GarbageCompany

満つらざるとも屈せず

傑作の予感

影牢ダークサイドプリンセス、開封。

本作は刻命館から続くトラップゲームの新作。初代だけはタワーディフェンスっぽく趣が異なりますが、以降は「少女が館を訪れた人を罠にかけて殺す」というテンプレートになっています。

罠にかけるというとシミュレーションっぽく聞こえますが、本作は少女が実際に敵の前に立って、罠まで誘導するアクティブなゲームで、罠もコンボヒットさせてダメージ倍率がどうのと、ジャンル分けすると3Dアクションということになります。

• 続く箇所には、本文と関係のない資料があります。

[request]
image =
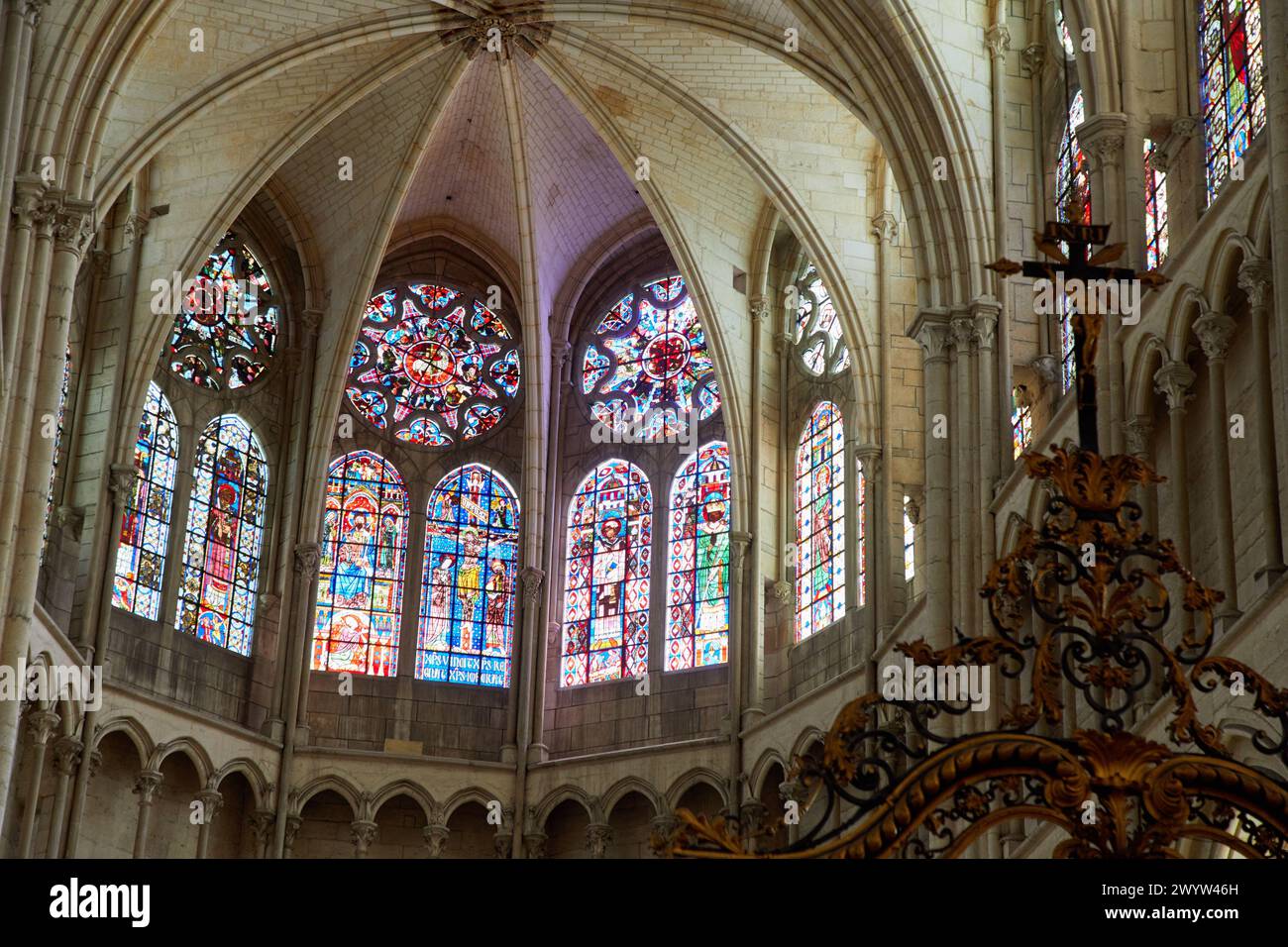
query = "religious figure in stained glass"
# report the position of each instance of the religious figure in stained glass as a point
(697, 599)
(224, 536)
(1021, 420)
(1232, 82)
(433, 365)
(227, 328)
(146, 525)
(606, 583)
(648, 357)
(1155, 209)
(471, 583)
(818, 328)
(820, 522)
(361, 567)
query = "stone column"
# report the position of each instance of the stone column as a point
(42, 724)
(1254, 279)
(210, 801)
(930, 329)
(1138, 433)
(67, 754)
(364, 832)
(262, 826)
(597, 836)
(1173, 380)
(1215, 331)
(146, 789)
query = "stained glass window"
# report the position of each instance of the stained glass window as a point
(1061, 29)
(58, 447)
(433, 365)
(1155, 210)
(820, 522)
(1232, 82)
(863, 532)
(818, 328)
(361, 567)
(697, 577)
(468, 600)
(605, 590)
(227, 328)
(224, 536)
(1021, 420)
(910, 541)
(649, 359)
(1072, 172)
(1068, 364)
(146, 525)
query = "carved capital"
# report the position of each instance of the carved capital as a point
(42, 724)
(146, 787)
(1175, 381)
(362, 832)
(930, 329)
(1215, 331)
(885, 228)
(136, 228)
(1031, 58)
(597, 838)
(1044, 368)
(997, 39)
(1256, 278)
(307, 560)
(73, 227)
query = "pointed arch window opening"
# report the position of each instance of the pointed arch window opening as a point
(609, 540)
(223, 541)
(227, 329)
(818, 334)
(697, 603)
(1232, 84)
(361, 566)
(648, 359)
(820, 522)
(471, 579)
(145, 536)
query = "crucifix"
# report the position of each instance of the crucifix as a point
(1069, 250)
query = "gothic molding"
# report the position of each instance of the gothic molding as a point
(1175, 381)
(1215, 333)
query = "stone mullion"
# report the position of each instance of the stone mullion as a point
(1215, 331)
(1274, 43)
(1256, 282)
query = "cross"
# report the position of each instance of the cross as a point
(1078, 262)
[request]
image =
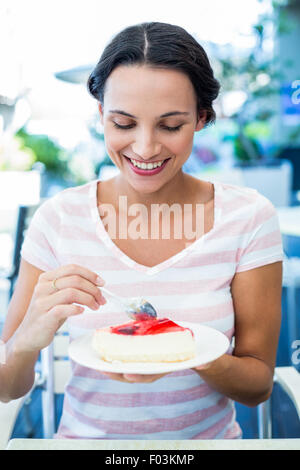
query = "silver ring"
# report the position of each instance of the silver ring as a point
(54, 284)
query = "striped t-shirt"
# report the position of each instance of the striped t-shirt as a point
(193, 286)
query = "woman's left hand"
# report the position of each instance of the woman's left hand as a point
(134, 378)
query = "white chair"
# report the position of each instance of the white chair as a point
(289, 379)
(52, 374)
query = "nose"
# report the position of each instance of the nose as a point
(145, 146)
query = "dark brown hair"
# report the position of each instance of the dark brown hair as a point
(159, 45)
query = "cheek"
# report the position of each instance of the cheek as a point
(181, 144)
(115, 141)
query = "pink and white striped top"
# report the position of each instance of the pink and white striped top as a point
(193, 285)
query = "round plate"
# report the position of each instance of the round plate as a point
(210, 344)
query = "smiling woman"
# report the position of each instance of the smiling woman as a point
(155, 88)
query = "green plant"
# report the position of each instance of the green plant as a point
(258, 74)
(50, 154)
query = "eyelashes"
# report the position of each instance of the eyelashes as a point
(131, 126)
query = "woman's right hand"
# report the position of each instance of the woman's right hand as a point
(52, 303)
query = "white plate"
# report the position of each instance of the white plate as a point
(210, 344)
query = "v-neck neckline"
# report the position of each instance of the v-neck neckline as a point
(149, 270)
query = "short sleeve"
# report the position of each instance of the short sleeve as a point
(262, 242)
(40, 243)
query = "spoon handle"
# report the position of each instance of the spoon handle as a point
(114, 296)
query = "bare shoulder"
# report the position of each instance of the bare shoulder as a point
(27, 279)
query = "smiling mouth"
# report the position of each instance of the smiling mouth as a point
(146, 166)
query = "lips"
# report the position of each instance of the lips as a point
(140, 171)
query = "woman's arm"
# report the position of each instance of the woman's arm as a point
(35, 313)
(17, 374)
(247, 375)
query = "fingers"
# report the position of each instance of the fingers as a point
(69, 296)
(58, 314)
(72, 284)
(72, 269)
(75, 282)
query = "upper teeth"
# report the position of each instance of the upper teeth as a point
(146, 166)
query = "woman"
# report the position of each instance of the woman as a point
(155, 88)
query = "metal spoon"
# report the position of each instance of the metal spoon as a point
(136, 308)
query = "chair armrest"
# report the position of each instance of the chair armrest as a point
(9, 413)
(289, 379)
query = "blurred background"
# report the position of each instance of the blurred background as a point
(50, 136)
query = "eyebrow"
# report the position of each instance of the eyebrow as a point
(171, 113)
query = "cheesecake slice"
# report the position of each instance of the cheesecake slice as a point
(154, 340)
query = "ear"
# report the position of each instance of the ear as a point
(101, 111)
(201, 121)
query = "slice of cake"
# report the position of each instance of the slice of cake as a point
(155, 340)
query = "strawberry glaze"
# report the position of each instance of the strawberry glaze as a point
(147, 327)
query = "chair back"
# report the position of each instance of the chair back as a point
(55, 371)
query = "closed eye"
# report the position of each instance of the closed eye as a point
(166, 128)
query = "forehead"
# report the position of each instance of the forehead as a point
(136, 86)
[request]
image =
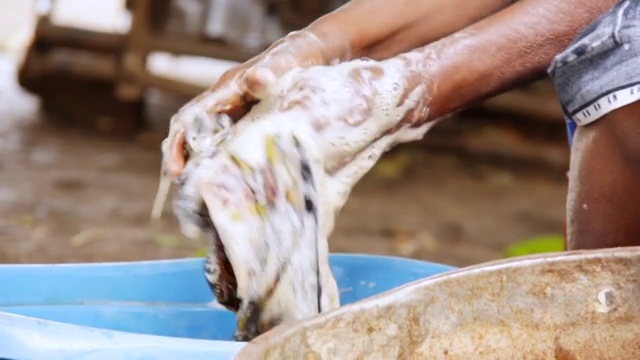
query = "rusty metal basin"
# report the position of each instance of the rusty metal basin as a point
(571, 305)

ちなみにPSにて刻命館影牢、蒼魔灯と三作がリリースされましたが、中でも人気があった影牢がシリーズとなり、PS2にて影牢2、そして本作と続いています。本作のタイトルにナンバーは入っていませんが、HPのURLがkagero3となっており、事実上の影牢3と言えそうです。

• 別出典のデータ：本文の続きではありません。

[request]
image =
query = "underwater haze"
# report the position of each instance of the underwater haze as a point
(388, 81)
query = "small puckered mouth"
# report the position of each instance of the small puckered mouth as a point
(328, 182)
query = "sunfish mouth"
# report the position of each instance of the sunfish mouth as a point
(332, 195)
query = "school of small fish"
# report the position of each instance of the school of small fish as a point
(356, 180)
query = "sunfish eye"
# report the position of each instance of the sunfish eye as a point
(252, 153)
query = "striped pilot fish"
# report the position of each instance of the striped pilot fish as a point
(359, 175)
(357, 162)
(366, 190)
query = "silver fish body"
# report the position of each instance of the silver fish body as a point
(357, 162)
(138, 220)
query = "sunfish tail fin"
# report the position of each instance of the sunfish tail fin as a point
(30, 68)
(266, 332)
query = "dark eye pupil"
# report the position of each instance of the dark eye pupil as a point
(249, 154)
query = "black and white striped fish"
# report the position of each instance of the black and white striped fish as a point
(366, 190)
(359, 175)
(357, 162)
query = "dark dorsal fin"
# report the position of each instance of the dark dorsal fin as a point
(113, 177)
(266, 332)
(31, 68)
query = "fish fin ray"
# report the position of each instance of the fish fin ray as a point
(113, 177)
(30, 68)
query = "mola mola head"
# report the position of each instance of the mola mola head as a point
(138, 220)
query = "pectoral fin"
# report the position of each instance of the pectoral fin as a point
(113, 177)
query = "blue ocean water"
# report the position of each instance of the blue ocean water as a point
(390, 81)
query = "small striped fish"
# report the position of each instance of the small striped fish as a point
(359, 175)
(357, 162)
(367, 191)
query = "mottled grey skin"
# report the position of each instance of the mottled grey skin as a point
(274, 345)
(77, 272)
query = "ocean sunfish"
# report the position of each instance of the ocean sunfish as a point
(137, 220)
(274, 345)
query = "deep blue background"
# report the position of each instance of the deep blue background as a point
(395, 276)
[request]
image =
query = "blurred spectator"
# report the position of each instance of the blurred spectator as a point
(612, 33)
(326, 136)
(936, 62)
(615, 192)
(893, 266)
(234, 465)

ゲームとしての基本は今までと変わらず、館に罠を仕掛けて、敵をそこまで誘導し、罠にかけて敵を殺す、というゲームです。トラバサミで動きを止める→ペンデュラム(振り子状の鎌)で吹き飛ばす→鉄球で押しつぶす、みたいなことを一連の流れとして設定します。

まずは、ハードパワーと解像度の向上による映像の美麗化。このシリーズは「罠にかかる敵を見て楽しむ」という側面が強いため、映像の向上はそのまま面白さに繋がります。本作では鎧を着込んだ敵に弱点攻撃を当てることで「アーマーブレイク」させることが出来、鎧の下の無駄にエロい格好の女性(男性も脱げるけど)を見ることが出来ます。鎧を破壊することで敵の耐性が消えるので、攻略上も鎧を脱がすことは有効であり、「別に女性の裸とか興味無いけど、攻略上必要だからなーしょうがないなー」であります。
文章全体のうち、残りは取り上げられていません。